Neuronal apoptosis induced by survival factor deprivation is strongly regulated at the transcriptional level. Notably, the nuclear factor of activated T cell (NFAT) transcription factors have an important role in the control of the survival/death fate of neurons. However, the mechanisms that regulate NFAT activity in response to apoptotic stimuli and the target genes that mediate their effect on neuronal apoptosis are mostly unknown. In a previous study, we identified Trim17 as a crucial E3 ubiquitin ligase that is necessary and sufficient for neuronal apoptosis. Here, we show that Trim17 binds preferentially SUMOylated forms of NFATc3. Nonetheless, Trim17 does not promote the ubiquitination/degradation of NFATc3. NFAT transcription factors are regulated by calcium/calcineurin-dependent nuclear-cytoplasmic shuttling. Interestingly, Trim17 reduced by twofold the calcium-mediated nuclear localization of NFATc3 and, consistent with this, halved NFATc3 activity, as estimated by luciferase assays and by measurement of target gene expression. Trim17 also inhibited NFATc4 nuclear translocation and activity.
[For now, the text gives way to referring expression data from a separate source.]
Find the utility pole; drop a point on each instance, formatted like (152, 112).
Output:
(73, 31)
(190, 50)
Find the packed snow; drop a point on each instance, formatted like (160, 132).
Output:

NFATc4 is known to induce the expression of survival factors and, as expected, overexpression of NFATc4 protected cerebellar granule neurons from serum/KCl deprivation-induced apoptosis. Inhibition of NFATc4 by Trim17 may thus partially mediate the proapoptotic effect of Trim17. In contrast, overexpression of NFATc3 aggravated neuronal death, whereas knockdown of NFATc3 protected neurons from apoptosis. This proapoptotic effect of NFATc3 might be due to a feedback loop in which NFATc3, but not NFATc4, induces the transcription of the proapoptotic gene Trim17. Indeed, we found that overexpression or silencing of NFATc3, respectively, increased or decreased Trim17 levels, whereas NFATc4 had no significant effect on Trim17 expression. Moreover, we showed that NFATc3 binds to the promoter of the Trim17 gene together with c-Jun. Therefore, our results describe a novel mechanism regulating NFAT transcription factors beyond the calcium/calcineurin-dependent pathway and provide a possible explanation for the opposite effects of NFATc3 and NFATc4 on neuronal apoptosis.